Sherry Werner, Director of the Center for Motion Analysis at the Texas Metroplex Institute for Sports Performance in Grand Prairie, has been researching arm injuries in pitchers for nearly 20 years. She’s seen hundreds of pitchers, many of them under 18, who required surgery to repair their arms.
“For too long we’ve heard the myth that softball pitchers have a natural throwing motion and they can pitch as much as they want without hurting themselves,” says Werner, who was previously Coordinator of the Human Performance Laboratory at the Tulane Institute for Sports Medicine. “As a result, every year at Tulane an increasing number of kids, 18 and under, came in to see us. Usually it was some sort of labral injury or damage to the rotator cuff. Many needed shoulder surgery and their shoulders looked like those of a 90-year old.”
Werner led a biomechanical study of pitchers at the 1996 Olympic Games in Atlanta that found the shoulder stresses they faced were similar to those in baseball pitchers. Shoulder distraction stress levels averaged about 80 percent of the pitcher’s body weight.
The elbow faced an average maximum compression force of 61 percent of body weight near the release point. At its fastest point in the delivery, the arm was moving at 2190 degrees per second, fast enough to complete six rotations in one second.
“Coaches need to have an open mind to what the science is telling us,” she continues. “The stresses on the shoulder and elbow are very high, and I think it’s something everybody needs to think about because we are all accountable to the athletes.”
There are two main causes of chronic injuries in softball pitchers: poor mechanics and overuse. Poor pitching mechanics can lead to injury even at a young age.
“I coached for 22 years in high school and never had a pitcher miss a turn because of injury,” says Denny Throneburg, Head Softball Coach and Athletic Director at Lake Land College, who won 647 games and six state titles as Head Coach at Casey-Westfield (Ill.) High School. “People ask me how, and I tell them it’s because we teach proper mechanics at a young age. The younger they learn the proper way to throw the ball, the better.”
“My main recommendation for anyone who works with softball pitchers is to have their mechanics assessed, whether it’s a pitching coach watching them live or just looking at videotape,” Werner says. “If we can get the mechanics straight, we can give athletes a much better chance of avoiding injury down the road.”
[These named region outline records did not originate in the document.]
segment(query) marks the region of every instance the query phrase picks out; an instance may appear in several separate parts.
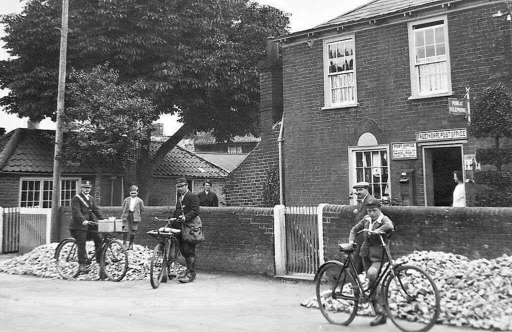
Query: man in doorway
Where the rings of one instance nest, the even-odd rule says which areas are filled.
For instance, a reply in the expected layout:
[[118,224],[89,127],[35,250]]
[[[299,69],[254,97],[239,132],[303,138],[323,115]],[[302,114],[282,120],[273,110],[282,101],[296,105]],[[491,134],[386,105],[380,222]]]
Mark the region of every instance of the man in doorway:
[[[370,184],[366,181],[358,182],[353,187],[357,195],[357,200],[360,202],[357,204],[357,208],[354,210],[354,223],[357,223],[366,215],[366,207],[369,201],[375,198],[368,192],[368,187]],[[356,271],[357,274],[360,274],[365,271],[362,260],[359,256],[359,251],[362,244],[362,237],[357,238],[356,243],[357,247],[356,248],[354,255],[354,263],[355,264]]]
[[460,171],[454,171],[453,180],[457,183],[453,191],[453,206],[464,207],[466,206],[466,188],[464,185],[464,178]]

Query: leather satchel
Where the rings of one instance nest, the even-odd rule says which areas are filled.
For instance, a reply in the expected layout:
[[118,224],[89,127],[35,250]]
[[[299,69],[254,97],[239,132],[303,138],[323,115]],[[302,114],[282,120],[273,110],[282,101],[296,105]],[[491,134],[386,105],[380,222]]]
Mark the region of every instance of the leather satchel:
[[184,241],[194,244],[204,241],[203,223],[199,216],[192,219],[189,223],[182,223],[181,237]]

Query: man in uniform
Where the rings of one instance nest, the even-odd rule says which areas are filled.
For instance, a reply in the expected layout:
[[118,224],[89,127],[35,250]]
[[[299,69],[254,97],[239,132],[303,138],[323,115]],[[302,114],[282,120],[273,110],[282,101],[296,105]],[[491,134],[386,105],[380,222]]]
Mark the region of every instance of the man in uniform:
[[[357,194],[357,200],[359,204],[357,208],[354,210],[354,224],[356,224],[365,217],[366,215],[366,206],[369,201],[374,200],[375,198],[368,193],[368,186],[370,184],[366,181],[358,182],[352,187],[356,190]],[[362,244],[362,237],[358,237],[356,240],[357,244],[357,247],[355,250],[354,255],[354,264],[355,265],[356,271],[357,274],[360,274],[365,271],[365,266],[363,265],[362,260],[359,256],[359,252],[361,250],[361,245]]]
[[[72,217],[69,225],[71,236],[76,240],[78,254],[78,271],[80,273],[88,273],[89,267],[86,266],[87,252],[86,251],[86,241],[92,240],[94,241],[96,263],[99,264],[101,258],[101,239],[98,235],[98,226],[89,224],[90,221],[104,219],[103,215],[96,205],[94,198],[91,193],[91,181],[84,180],[80,185],[80,193],[77,194],[71,199],[71,212]],[[99,272],[99,280],[105,279],[103,271]]]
According to Throneburg, the starting point for mechanics is shoulder rotation. “The first thing we work on is ensuring our pitchers make a perfect circle with proper shoulder rotation,” Throneburg says. “Most injuries are caused by an improper circle. The next most common fault I see is improper hip rotation.”
Through her studies at Tulane, Werner found hip rotation is indeed a common cause of injury. “Probably the biggest flaw we see in many pitchers is where their hips are when they release the ball,” she says. “When their hips are more closed, or pointed toward home plate at release, it makes for safer mechanics because the trunk and legs are helping dissipate that large amount of force.”
Stride length is another area where may pitchers err, usually by not striding far enough. “We have found that the longer the stride, the more they protect their shoulder,” Werner says.
The dangers aren’t over once the ball leaves the hand. Mechanical flaws plague the follow-through as well. “Proper follow-through is preached a lot but I don’t know how much it’s actually practiced, especially at the high school level,” says Tina Deese, Head Coach at Auburn University. “Pitchers can be successful without a nice smooth follow-through, but they may not last.
“Some pitchers use big, high, long follow-throughs where the elbow comes back out away from the body and they almost do a second arm circle. But I don’t know if that’s good for the decelerators,” she continues. “I think that can basically wear out the brake pads in the back of the shoulders. With a textbook follow-through, the arm should almost brush the belly all the way up and finish with the fingers touching the throwing shoulder.”
Werner agrees. “Those who follow through with a straight elbow where the hand raises up above the head place a lot of stress on their shoulder,” she says. “Those who snap their wrist and elbow, then bend both joints, protect the shoulder better.”
The work is far from over once proper mechanics are established. Pitching is a complex motion and small, unintended changes can have a significant effect. “It’s easy to develop a flaw,” Deese says. “It’s funny how kids can be going along great and then all of sudden lose a curve ball or lose the good crisp snap at the end of the motion.”
To help diagnose these small flaws, Deese videotapes each practice and game. She saves footage from ideal deliveries so she can refer to them later when problems develop. “The tapes came in very handy last year, when one of our pitchers lost her curve ball in the middle of the season,” Deese says. “Thank goodness I had what I called her perfect curve ball recorded. I was able to show her that footage, and we found a couple of minor flaws. And then everything fell back in place.”
There’s another, sometimes overlooked factor, that can increase the risk of arm injuries, and that’s overhand throwing. Many pitchers play another position when they’re not pitching and make numerous overhand throws while doing so. Even those who only pitch are regularly called upon to make overhand throws while fielding the position. Any deficiencies in the overhand throwing motion can lead to arm injuries that may appear to come from pitching.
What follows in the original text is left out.